O pesquisador aponta que Ariano pretendia, ao lado de Francisco Brennand, do maestro Cussy de Almeida, dentre outros, fabricar, inventar, construir o que ele dizia ser uma arte erudita brasileira com base nas raízes populares do Nordeste, que também é uma região inventada, no sentido de ser algo elaborado.
"A grande crítica que se faz ao Movimento Armorial é que sua concepção teórica não ataca o sistema de poder, não tem engajamento político e teria se beneficiado dos artistas populares sem o devido reconhecimento a eles e a elas, o que é facilmente contestado".
Há, também, um grande embate com a Tropicália e os defensores da Pernambucália em Recife, como foi o caso de Jomard Muniz de Britto, que durante muito tempo rivalizou com Ariano na cena recifense, como defensor da Tropicália e do Cinema Novo".

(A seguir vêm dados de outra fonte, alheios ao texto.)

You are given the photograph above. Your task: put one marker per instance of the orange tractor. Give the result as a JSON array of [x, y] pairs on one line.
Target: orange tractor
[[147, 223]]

Por fim, aponta que a discussão sobre o Movimento Armorial, as comemorações dos 10 anos da morte de Suassuna (em 2010) e o lançamento de 'O Auto da Compadecida 2' são sintomas de que ainda falaremos muito sobre o legado de Ariano, "sem esquecermos seus erros, fracassos, metamorfoses e acertos".
"Mais de 4 milhões de pessoas já foram aos cinemas levadas pelas criativas chamadas da nova montagem. Um dos vídeos de Ariano no youtube já foi visto por mais de 7 milhões de pessoas. A partir dessa perspectiva que ele tanto combatia, dos meios de comunicação de massa, o armorial continua a ser, no mínimo, uma grande curiosidade", finaliza.